Kenalan Yuk Sama Terasak Beach yang Masih Asri di Lombok

terasak beach lombok
(photo : Felmu IG)

Halo Sobat Traveler Nusantara! Kalau dengar kata “Lombok”, apa sih yang pertama kali terlintas di pikiran kamu? Pasti langsung otomatis ngebayangin kemegahan Sirkuit Mandalika, keramaian beach club di Pantai Kuta Lombok, kehidupan malam di Gili Trawangan, atau tantangan magis mendaki Gunung Rinjani. Nggak salah sih, karena spot-spot legendaris itu memang jadi kebanggaan pariwisata Indonesia yang udah mendunia.

Tapi, jujur deh, pernah nggak sih kamu ngerasa burnout dan pengen healing ke sebuah pantai yang bener-bener sepi? Pantai yang belum tersentuh hiruk-pikuk komersialisasi, bebas dari kebisingan, dan sensasinya berasa kayak lagi nyewa private beach punya sultan?
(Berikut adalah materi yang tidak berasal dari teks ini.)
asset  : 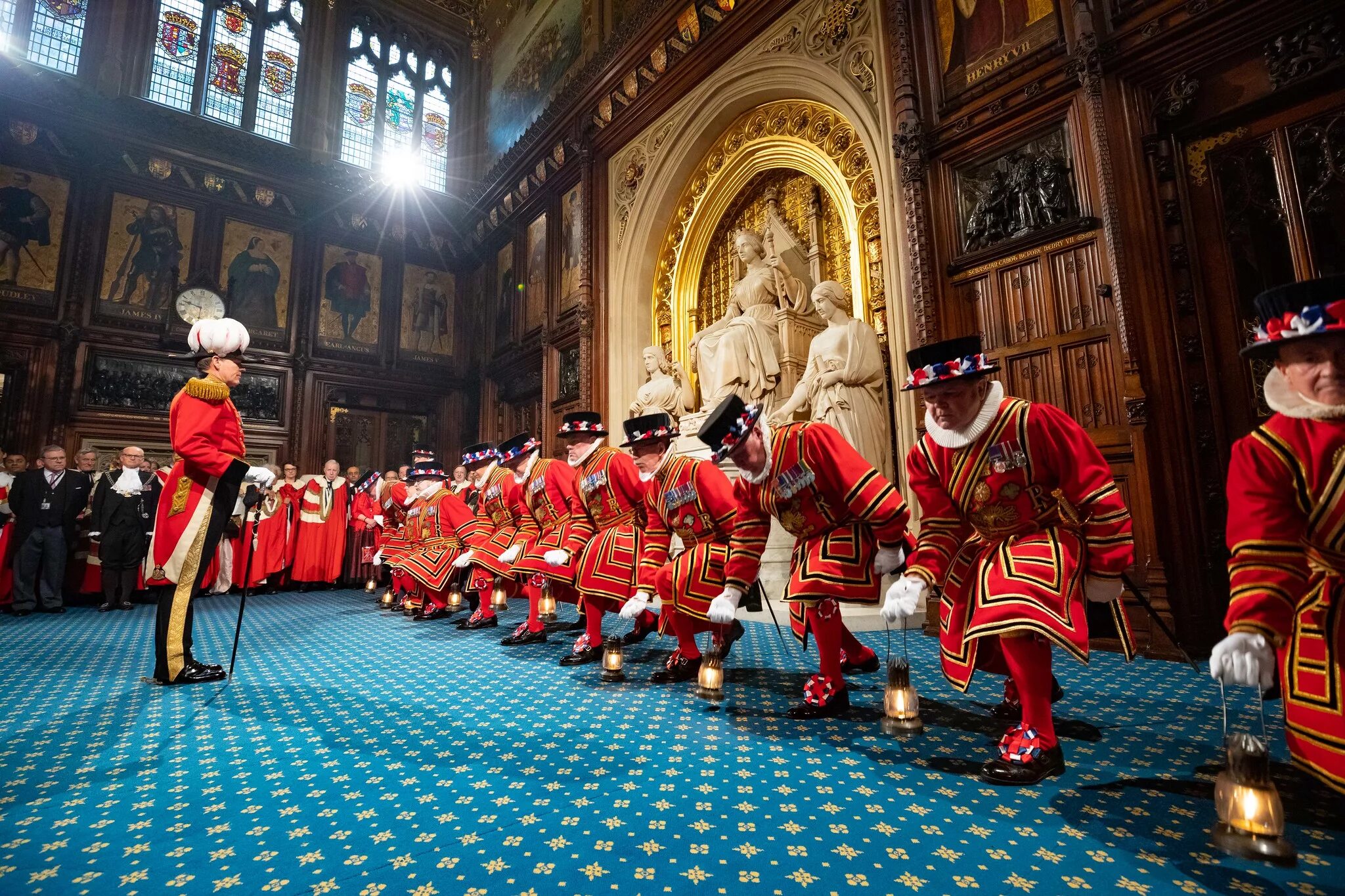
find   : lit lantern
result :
[603,638,625,681]
[491,578,508,612]
[1210,732,1298,865]
[537,579,556,622]
[695,647,724,702]
[882,657,924,735]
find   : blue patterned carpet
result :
[0,591,1345,896]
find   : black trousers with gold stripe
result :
[155,462,248,683]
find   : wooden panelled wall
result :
[0,0,483,471]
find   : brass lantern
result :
[491,576,508,612]
[603,638,625,681]
[537,579,556,622]
[695,647,724,702]
[1210,732,1298,865]
[882,657,924,735]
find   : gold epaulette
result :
[181,376,229,402]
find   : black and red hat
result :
[621,411,678,447]
[495,433,542,463]
[463,442,499,466]
[1241,276,1345,358]
[901,336,1000,393]
[406,461,448,482]
[695,395,761,461]
[556,411,607,435]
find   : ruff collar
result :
[925,380,1005,449]
[738,414,771,485]
[1266,367,1345,421]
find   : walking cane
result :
[229,485,265,681]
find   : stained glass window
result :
[340,13,452,192]
[145,0,304,141]
[0,0,90,75]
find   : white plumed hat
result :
[179,317,252,362]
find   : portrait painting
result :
[561,184,584,309]
[317,244,384,354]
[935,0,1059,99]
[219,219,295,340]
[99,194,196,321]
[523,213,546,330]
[495,243,518,345]
[485,0,584,160]
[0,165,70,308]
[399,265,457,363]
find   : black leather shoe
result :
[981,744,1065,787]
[841,653,878,675]
[787,689,850,719]
[561,647,603,666]
[500,629,546,647]
[650,656,701,685]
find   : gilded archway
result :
[652,99,887,376]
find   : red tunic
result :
[1224,414,1345,791]
[565,446,644,611]
[289,475,349,583]
[724,423,910,641]
[149,379,248,583]
[639,456,738,630]
[468,467,537,588]
[390,489,477,591]
[514,457,584,599]
[906,398,1134,691]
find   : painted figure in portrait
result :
[0,165,70,293]
[221,221,293,329]
[401,265,453,354]
[937,0,1057,98]
[561,185,584,308]
[523,215,546,330]
[102,194,195,312]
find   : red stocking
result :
[1000,634,1057,750]
[806,598,845,692]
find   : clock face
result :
[175,286,225,324]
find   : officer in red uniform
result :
[882,336,1134,784]
[390,461,477,620]
[546,411,657,666]
[621,412,742,684]
[498,433,584,646]
[697,395,910,719]
[146,317,275,685]
[1209,277,1345,792]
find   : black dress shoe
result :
[650,654,701,685]
[561,647,603,666]
[500,629,546,647]
[981,744,1065,787]
[841,653,878,675]
[787,689,850,719]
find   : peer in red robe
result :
[289,461,349,591]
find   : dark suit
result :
[9,470,90,611]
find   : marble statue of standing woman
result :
[766,280,892,480]
[689,230,810,410]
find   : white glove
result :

Kalau kamu tipe traveler yang berjiwa petualang, nggak takut kotor, dan lagi nyari hidden gem dalam artian yang sesungguhnya, ini saatnya kamu kenalan sama pesona magis dari terasak beach yang lokasinya ngumpet di wilayah pesisir selatan Pulau Lombok. Siap-siap catet dan masukin tempat eksotis ini ke daftar bucket list liburan kamu selanjutnya, ya!

Di Mana Sih Lokasi Persisnya?

Biar kamu nggak nyasar saat road trip, kamu wajib tahu peta wilayahnya. Pantai perawan yang super cantik ini secara administratif berada di kawasan Desa Wisata Mertak, Kecamatan Pujut, Kabupaten Lombok Tengah.

Tapi yang bikin profil pantai ini makin spesial dan eksklusif, letaknya itu tersembunyi dengan rapi di dalam batas teritorial kawasan konservasi Taman Wisata Alam (TWA) Gunung Tunak! Yup, jadi sebelum kamu benar-benar sampai ke bibir pantainya yang berpasir putih bersih, matamu bakal disuguhi rentetan pemandangan perbukitan hijau (dengan elevasi 0-100 mdpl), sabana, dan ekosistem hutan lindung yang luar biasa asri.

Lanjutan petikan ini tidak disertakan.